Apple TV+’s Land of Women is Pretty and Pleasant | TV/Streaming

Avec sa prémisse fermement en place, « Land of Women » atteint les notes que vous pouvez attendre d'un joint d'Eva Longoria : romance et câpres. En tant que tel, c’est assez satisfaisant dans la manière dont le genre peut être, frappant des rythmes bien usés avec aplomb. Il y a de beaux paysages ici, des apprentissages intergénérationnels là, des empoisonnements ici et des regards furtifs là. Il est confortable comme un vieux pull sans trop de leçon ou de morale pour gêner sa sensation de chaleur globale.

Néanmoins, il pousse un peu les mœurs culturelles, principalement en accordant à sa triade féminine centrale plus de place que ce que les femmes ont normalement à l'écran. Gala de Longoria est mauvaise avec les gens, n'ayant pas la capacité de se moduler pour répondre aux attentes de celui à qui elle s'adresse. Dans une autre série, elle pourrait être blâmée ou punie pour ce trait.
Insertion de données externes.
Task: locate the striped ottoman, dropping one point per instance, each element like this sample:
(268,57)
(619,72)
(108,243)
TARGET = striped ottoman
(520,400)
Mais « Terre des femmes » le présente comme une simple bizarrerie de sa personnalité, permettant à notre héroïne de se débrouiller et d’atteindre ses objectifs.

De même, la série présente l'identité de genre de sa fille Kate comme étant importante mais pas exhaustive. Elle est trans, et même si nous voyons sa mère et sa grand-mère réagir à la naissance, croyant qu'elle sera un garçon, au moment où nous les rencontrons dans le présent de la série, une quinzaine d'années plus tard, tout le monde est complètement en transition. Il y a encore des difficultés – Kate fait face à des fanatiques, rendus plus puissants lorsqu'ils sont armés du pouvoir institutionnel. Mais elle se fait aussi des amis, s'engage dans la rébellion adolescente et crée de l'art, tout comme son destin emo de fille riche. En tant que tel, « Land of Women » présente sa transsexualité comme une partie de sa personnalité et de son passé, affectant mais ne définissant pas la façon dont elle interagit avec le monde.

La série donne une latitude similaire à Julia, jouée avec une délicieuse fantaisie par Maura dans la chronologie actuelle. C'est un esprit libre, une fille qui a dormi, s'est enfuie et n'a jamais perdu son sens de l'aventure. Lorsque nous la rencontrons, elle vend de la drogue dans la maison de retraite chic que Gala paie. Il y a toute une intrigue sur la paternité, qui interagit bien avec les blagues de grand-mère excitée. Mais comme pour ses autres personnages, « Terre des femmes » s’abstient de faire honte à Julia. Au lieu de cela, il note ses défauts personnels, la pousse à grandir et condamne les systèmes qui punissent bien plus sévèrement les femmes qui s'écartent des attentes étroites de la société.